8 thoughts on “The Cost of Freedom: How Disagreement Makes Us Civil (Robert George, Cornel West, Rick Warren)

  1. Very frustrated that this is largely a soup of metaphor and generality: much hand-holding, well wishing, and poetic manoeuvring around hope, faith, love, optimism, secularism, integrity, power, vessels, Shakespeare, Bible, rationality, truth and so on with prudential "majestic words".

    They gave an explicit definition of what Christian Love is – but no concrete follow-up on what to do with or about it. Perhaps the closest to an objective act is Cornel's endorsement of letting marginal people have a voice, but this is still quite vague (also eliminate ISIL and abortion).

    What does "radical freedom in love" do five minutes after one leaves the conference hall? I'm glad that love is active, but active how, when, to whom, in what degree?

    I also don't see over what these two disagree.

  2. There are thought to be 2 Christian worlds. If you draw a diagonal line from the tip of Western Africa (Morocco) through southeastern Europe and on up through Russia. Everything to the east of this line represents where Christianity has generally been persecuted (costly Christianity). everything to the west has generally been non persecuted Christianity (safe Christianity), only then can you begin to see the real problem and enormous threat of multiculturalism.
    There is a concerted and unignorable effort to move this diagonal line in a westward expansion, and hardly anyone is addressing it.
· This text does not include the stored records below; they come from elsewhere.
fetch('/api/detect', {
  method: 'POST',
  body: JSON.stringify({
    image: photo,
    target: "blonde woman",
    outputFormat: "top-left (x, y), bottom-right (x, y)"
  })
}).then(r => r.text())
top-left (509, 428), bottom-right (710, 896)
The line will be eliminated one day but problem will NOT be solved with radical love, not unless it comes from the hand of god himself and not before Christianity is delivered into the hands of the enemy.

  3. Viewer Discretion mentioned "…I spent two hours watching this and it's just a couple of guys on a stage being effusive, vague and convivial." This is true. A fascinating thing about the orbit of the New Testament, in terms of it's content (even if someone relegates it to un or trans historical) and engages in complex literary analysis to explain away the earthiness of it, you never find it's author's loving "categories" of politically designated and determined individuals. Though, of course, categories do pop up eg. Barbarian, Scythian etc.. Colossians 3:11. But these categories, when the author's mention them, are NEVER evocative to elicit empathy, sympathy or compassion – – ever. You see, that's the problem with brother Cornell's rhetoric: it uses Biblical terms and phrases from which to catapult into a sociological-driven ie. evidence, to re-interpret what was always and at all times Biblically a proclivity of humans to doubt, distort and diverge away from that which our Creator designed. Hence, when Christ came he sought not to "awaken" dormant virtues nor cultivate a corrupted culture. BUT rather, as Ephesians says, "His purpose was to create one new humanity out of the two, thus making peace." [2:15b] These two men optically by their discussion, (I am not exegeting their hearts) have reduced the "mystery" Ephesians and Colossians talks about, of a historical death effect and affecting a historical condition of alienated and estranged people FROM God, into a symbolic metaphor for the type or sort of life one mediating on the "Christ event" should and is expected to live. But reverentially, (to the speakers it seems) all notions and opinions are merely culturally conditioned preferences (even emotionally charged ones!) that amount to humanities way of coping with a cold and cruel world. Christ Jesus converts rather than merely comforts. His Cross restores rather than rearranges. His resurrection vindicates what all other religions equivocate, to mediate and re-create that which sin sought to abdicate and obfuscate.

  4. The word "reverentially" should read "referentially" with an "f" not a "v". Meaning: their (speakers) concept of what constitutes objective reality is bound within the lookers inner set of experiences, rather than received from without ie. a revelation.

  5. So much in here is comment worthy. The defense of the Indiana religious ideology protection law is a misrepresentation at best a lie at worst. Sure it was a good bill if you were a Christian who's values were discriminatory.

    Looking at what was going on across America at the time of this legislation in the treatment of the LGBTQ community by the religious right. The fact that religious freedom is already fully protected under the constitution. Looking truthfully at this anyone can see that the results of this bill were intended to be even though religious people like the one defending it here work hard to deny its intent.

    If religious freedom trumps other law than it not only permissible to discriminate but most religious documents have rules spelled out for the faithful allowing and justifying slavery, killing other humans, abuse both child and domestic, the subjugation of women & children, etc.

    Any law creating a tired society where one group is guaranteed preferential treatment and defense is wrong.